Five new Vanguard exchange-traded funds have begun trading on the Toronto Stock Exchange, broadening to 11 the firm’s family of low-cost, disciplined, diversified and long-term oriented ETFs.
The news funds are: Vanguard FTSE Canadian High Dividend Yield Index ETF; Vanguard FTSE Canadian Capped REIT Index ETF; Vanguard S&P 500 Index ETF (CAD-hedged); Vanguard S&P 500 Index ETF; and Vanguard Canadian Short-Term Corporate Bond Index ETF.
Vanguard Investments Canada’s initial line-up of six ETFs was listed on TSX on 6 December 2011, and has attracted more than CAD344m in total assets. With the addition of the five new ETFs, Vanguard’s 11 ETFs will feature a low average management fee of 0.23 per cent.
“This expansion of our quality, low-cost ETF family provides investors with greater choices and brings lower cost ETFs to the market,” says Atul Tiwari, managing director of Vanguard Investments Canada. “Investors are smart. They are gravitating toward products that offer the best combination of low costs and broad diversification.

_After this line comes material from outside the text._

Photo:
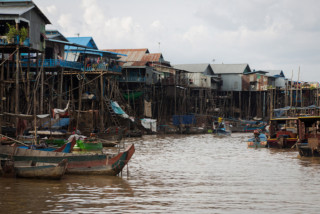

They realise that costs eat away at returns and keeping costs low is important to building wealth.”
Vanguard is also introducing a Distribution Reinvestment Program (DRIP) that is designed to help investors build wealth over time.
“Reinvesting distributions—whether dividends from stocks, or interest from bonds—puts time and compounding to work for the investor,” says Jason McIntyre, head of distribution for Vanguard Investments Canada. “Through our new, commission-free reinvestment programme, investors can now automatically reinvest distributions from ETFs into more ETF units.”